We may, in conclusion, sum up the whole theory of State action in the formula which we inherit from Rousseau—that Sovereignty is the exercise of the General Will.
First. All State action is General in its bearing and justification, even if particular, or rather {232} concrete, in its details. It is embodied in a system of rights, and there is no element of it which is not determined by a bearing upon a public interest. The verification of this truth, throughout, for example, our English system of public and private Acts of Parliament, would run parallel to the logical theory of the Universal Judgment as it passes into Judgments whose subjects are proper names. But the immediate point is that no rights are absolute, or detached from the whole, but all have their warrant in the aim of the whole, which at the same time implies their adjustment and regulation according to general principles. This generality of law is practically an immense protection to individuals against arbitrary interference. It makes every regulation strike a class and not a single person.

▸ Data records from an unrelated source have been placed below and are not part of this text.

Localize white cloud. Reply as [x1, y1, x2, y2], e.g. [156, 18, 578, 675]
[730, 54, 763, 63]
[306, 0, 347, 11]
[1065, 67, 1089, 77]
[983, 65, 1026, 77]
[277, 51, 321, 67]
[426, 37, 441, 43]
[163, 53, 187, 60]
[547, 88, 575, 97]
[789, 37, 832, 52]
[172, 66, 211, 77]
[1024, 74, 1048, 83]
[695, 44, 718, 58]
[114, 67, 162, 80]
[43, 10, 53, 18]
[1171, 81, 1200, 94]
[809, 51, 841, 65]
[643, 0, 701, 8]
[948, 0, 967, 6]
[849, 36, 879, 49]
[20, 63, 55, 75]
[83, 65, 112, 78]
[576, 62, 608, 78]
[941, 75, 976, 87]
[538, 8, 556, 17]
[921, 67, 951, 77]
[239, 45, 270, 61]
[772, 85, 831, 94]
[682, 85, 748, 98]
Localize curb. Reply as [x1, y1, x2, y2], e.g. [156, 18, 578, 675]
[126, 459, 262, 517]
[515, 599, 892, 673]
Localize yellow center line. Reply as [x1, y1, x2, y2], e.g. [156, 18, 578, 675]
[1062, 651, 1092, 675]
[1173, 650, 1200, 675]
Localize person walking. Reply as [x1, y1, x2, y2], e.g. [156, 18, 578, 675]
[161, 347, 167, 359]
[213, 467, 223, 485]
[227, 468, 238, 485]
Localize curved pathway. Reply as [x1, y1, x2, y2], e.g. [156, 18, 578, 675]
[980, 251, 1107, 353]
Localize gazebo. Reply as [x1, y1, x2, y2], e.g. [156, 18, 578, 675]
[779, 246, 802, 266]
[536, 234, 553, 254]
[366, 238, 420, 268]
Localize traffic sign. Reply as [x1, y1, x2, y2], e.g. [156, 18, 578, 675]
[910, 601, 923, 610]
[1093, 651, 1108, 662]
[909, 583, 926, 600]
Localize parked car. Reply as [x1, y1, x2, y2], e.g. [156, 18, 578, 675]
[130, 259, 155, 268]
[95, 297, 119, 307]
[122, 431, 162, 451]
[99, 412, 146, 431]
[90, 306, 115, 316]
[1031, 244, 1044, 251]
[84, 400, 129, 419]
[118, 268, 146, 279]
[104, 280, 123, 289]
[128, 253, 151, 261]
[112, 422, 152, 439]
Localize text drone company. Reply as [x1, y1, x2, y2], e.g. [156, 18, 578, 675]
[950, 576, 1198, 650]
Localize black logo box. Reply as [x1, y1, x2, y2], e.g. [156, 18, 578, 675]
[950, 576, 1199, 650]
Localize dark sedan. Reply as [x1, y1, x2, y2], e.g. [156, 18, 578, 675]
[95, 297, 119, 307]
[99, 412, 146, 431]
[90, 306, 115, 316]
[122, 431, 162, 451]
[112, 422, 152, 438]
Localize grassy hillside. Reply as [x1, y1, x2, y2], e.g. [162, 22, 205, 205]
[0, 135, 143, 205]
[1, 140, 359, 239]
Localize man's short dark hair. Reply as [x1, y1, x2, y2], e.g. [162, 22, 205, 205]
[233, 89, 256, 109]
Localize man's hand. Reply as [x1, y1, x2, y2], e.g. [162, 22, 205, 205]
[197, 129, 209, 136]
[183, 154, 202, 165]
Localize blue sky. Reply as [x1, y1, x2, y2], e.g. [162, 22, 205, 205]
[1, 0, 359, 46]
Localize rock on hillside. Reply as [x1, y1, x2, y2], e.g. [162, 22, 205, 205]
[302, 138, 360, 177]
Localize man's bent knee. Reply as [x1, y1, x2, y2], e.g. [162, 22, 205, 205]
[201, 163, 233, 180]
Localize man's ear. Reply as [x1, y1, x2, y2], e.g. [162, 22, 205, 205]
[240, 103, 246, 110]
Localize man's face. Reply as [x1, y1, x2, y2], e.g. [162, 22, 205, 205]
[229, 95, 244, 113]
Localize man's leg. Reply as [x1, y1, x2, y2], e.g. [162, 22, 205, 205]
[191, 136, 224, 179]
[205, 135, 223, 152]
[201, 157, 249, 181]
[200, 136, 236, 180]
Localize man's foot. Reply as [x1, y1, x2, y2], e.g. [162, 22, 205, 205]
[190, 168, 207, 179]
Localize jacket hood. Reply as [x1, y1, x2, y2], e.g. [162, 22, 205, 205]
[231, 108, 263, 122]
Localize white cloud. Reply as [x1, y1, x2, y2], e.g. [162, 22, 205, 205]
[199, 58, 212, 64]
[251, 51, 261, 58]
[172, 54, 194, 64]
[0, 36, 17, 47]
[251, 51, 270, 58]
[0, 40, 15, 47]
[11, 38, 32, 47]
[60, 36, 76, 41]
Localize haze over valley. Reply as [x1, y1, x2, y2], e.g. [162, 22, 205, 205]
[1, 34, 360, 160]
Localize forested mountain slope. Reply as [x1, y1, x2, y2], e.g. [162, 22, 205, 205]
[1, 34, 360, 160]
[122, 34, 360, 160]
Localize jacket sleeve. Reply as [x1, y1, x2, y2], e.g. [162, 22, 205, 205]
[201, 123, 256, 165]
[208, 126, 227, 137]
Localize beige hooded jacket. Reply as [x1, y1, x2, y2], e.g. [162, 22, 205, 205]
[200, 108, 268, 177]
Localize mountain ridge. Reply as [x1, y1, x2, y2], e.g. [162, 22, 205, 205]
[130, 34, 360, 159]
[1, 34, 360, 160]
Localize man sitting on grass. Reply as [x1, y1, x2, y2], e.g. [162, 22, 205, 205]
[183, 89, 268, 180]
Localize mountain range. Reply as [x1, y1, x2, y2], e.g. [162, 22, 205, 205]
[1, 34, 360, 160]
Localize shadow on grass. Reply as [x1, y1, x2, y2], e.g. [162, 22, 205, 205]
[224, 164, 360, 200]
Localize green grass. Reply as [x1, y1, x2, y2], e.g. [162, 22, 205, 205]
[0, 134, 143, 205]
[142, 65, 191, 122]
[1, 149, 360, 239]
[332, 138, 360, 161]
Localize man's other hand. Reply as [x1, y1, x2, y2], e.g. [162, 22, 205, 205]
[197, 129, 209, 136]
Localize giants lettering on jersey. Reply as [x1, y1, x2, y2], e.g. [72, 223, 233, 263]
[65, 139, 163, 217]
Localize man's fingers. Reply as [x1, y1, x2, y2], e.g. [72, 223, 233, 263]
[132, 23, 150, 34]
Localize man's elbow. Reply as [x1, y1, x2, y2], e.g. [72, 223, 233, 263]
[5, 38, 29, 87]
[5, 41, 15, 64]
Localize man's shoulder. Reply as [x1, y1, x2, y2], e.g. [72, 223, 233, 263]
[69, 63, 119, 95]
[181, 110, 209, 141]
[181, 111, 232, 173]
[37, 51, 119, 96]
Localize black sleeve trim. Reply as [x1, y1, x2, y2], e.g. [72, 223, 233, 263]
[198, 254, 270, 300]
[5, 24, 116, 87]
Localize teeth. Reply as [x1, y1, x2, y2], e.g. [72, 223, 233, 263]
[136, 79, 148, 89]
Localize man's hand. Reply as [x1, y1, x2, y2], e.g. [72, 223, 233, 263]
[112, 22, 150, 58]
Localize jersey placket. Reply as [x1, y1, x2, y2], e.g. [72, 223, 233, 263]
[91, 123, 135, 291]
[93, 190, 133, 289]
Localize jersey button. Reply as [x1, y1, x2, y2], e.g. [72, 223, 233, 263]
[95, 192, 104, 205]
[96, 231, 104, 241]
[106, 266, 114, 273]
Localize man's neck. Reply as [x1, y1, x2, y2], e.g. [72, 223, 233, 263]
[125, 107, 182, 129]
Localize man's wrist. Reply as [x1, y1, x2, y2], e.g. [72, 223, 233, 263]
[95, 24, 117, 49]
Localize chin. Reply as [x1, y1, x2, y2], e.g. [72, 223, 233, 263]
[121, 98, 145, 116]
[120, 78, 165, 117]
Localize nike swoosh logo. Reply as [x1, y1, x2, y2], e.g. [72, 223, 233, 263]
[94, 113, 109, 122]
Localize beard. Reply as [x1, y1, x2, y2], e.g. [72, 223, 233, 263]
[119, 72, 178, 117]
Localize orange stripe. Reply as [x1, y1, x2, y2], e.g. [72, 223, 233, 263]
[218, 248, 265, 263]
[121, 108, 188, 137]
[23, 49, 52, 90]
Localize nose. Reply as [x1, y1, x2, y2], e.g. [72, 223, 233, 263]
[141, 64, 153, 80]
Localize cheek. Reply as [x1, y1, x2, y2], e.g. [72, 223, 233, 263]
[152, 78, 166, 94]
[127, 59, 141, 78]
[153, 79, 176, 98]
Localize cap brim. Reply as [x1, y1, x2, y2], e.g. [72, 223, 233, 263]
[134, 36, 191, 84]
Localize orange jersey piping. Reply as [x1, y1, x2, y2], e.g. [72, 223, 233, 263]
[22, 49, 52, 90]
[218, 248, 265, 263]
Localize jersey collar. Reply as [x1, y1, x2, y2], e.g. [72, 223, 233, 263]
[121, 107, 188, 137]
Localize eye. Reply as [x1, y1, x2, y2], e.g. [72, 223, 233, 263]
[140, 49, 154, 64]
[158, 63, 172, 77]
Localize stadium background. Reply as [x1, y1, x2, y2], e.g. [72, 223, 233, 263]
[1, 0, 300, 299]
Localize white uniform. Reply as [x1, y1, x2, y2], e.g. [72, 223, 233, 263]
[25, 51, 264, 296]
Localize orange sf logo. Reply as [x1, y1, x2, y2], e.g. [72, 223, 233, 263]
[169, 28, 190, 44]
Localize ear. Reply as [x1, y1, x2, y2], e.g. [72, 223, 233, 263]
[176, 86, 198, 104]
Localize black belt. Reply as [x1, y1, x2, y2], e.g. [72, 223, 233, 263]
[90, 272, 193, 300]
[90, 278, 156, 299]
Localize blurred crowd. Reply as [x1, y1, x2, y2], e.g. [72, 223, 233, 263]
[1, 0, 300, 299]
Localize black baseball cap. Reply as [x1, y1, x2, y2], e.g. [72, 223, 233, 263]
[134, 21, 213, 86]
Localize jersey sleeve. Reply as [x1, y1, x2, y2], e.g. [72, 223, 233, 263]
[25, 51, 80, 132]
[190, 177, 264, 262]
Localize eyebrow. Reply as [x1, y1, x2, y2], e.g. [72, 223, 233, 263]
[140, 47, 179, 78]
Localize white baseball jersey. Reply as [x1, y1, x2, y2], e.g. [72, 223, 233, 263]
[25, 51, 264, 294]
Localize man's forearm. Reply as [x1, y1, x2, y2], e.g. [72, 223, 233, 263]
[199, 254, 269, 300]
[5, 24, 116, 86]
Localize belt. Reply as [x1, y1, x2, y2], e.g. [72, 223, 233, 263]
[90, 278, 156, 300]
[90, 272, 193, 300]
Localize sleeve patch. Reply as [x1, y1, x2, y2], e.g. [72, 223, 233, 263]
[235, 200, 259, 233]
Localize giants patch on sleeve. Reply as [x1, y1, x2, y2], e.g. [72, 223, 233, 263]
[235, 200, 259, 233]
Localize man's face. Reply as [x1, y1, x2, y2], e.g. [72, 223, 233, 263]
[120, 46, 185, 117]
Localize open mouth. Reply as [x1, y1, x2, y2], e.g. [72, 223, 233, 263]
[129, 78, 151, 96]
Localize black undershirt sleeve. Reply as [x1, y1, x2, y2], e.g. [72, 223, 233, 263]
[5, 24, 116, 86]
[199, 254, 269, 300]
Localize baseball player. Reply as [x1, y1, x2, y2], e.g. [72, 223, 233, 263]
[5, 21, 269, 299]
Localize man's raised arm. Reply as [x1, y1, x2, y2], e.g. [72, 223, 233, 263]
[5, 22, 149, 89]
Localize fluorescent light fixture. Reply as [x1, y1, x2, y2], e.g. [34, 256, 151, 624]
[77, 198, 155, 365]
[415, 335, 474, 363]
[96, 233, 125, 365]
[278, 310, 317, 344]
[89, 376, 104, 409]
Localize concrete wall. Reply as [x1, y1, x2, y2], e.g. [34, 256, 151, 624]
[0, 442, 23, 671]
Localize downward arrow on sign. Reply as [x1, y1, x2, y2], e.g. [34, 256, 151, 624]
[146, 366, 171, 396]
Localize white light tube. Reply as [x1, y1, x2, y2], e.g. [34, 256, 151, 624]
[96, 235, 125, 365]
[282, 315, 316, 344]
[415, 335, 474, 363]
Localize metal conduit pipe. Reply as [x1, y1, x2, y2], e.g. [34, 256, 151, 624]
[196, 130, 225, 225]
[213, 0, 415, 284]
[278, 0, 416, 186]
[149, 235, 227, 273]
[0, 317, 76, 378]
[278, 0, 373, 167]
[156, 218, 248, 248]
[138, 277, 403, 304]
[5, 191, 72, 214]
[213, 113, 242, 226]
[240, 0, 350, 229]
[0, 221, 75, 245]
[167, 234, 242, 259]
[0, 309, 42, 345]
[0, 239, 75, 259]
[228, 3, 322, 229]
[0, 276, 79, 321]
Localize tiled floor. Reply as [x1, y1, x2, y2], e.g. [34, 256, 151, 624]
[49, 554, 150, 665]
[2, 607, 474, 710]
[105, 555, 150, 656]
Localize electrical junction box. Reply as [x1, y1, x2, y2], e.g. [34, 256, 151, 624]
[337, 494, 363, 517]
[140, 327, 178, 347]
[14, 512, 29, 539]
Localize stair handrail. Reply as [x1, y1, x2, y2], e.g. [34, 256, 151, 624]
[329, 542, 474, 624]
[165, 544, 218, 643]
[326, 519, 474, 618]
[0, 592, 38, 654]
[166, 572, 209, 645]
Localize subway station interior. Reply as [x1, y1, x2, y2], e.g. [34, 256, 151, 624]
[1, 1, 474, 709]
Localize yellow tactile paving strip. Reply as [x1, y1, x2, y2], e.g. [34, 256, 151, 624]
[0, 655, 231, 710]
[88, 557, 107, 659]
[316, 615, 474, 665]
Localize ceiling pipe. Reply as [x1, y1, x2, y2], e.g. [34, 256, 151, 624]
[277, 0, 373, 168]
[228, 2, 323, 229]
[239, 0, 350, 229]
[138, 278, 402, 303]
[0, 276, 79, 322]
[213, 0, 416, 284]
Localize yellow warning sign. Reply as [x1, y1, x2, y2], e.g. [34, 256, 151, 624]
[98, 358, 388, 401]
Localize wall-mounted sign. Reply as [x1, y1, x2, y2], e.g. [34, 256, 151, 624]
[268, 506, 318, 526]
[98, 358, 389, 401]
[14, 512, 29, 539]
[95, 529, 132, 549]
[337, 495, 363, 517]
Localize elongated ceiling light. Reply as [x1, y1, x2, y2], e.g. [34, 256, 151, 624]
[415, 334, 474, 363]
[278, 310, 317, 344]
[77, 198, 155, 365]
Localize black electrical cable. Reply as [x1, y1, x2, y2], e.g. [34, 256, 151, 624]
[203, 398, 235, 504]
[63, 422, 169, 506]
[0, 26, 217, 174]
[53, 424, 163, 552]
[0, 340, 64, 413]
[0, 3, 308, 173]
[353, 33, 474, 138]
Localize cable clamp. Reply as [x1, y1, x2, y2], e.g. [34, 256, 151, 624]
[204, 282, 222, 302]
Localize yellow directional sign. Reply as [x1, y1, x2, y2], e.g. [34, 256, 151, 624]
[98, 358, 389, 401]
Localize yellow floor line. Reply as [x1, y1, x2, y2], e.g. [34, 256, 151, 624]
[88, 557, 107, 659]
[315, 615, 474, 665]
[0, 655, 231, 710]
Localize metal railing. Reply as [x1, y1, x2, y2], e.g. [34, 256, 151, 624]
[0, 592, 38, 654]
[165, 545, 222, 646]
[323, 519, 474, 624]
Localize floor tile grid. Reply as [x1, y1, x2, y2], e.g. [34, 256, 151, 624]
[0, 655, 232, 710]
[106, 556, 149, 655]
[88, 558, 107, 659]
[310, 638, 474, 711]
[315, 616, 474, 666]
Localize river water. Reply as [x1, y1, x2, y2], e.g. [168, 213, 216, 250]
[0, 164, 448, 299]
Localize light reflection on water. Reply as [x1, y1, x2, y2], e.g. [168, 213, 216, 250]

And, secondly. All State action is at bottom the exercise of a Will; the real Will, or the Will as logically implied in intelligences as such, and more or less recognised as imperative upon them. And, therefore, though in the form of force it acts through automatism, that is, not directly as conscious Will, but through a system which gives rise to acts by influences apparently alien, yet the root and source of the whole structure is of the nature of Will, and its end, like that of organic automatism, is to clear the road for true volition; it is “forcing men to be free.” And in so far as by misdirection of the automatic [1] process it {234} encroaches on the region of living Will the region where the good realises itself directly by its own force as a motive it is “sawing off the branch on which it sits,” and superseding the aim by the instrument.
[1] It must not be forgotten that the State is, by its nature, under a constant temptation to throw its weight on the side of the automatic process. A most striking example is its adoption of the automatic water-carriage system in drainage, with far-reaching economic consequences. See Poore’s Rural Hygiene and The Dwelling House.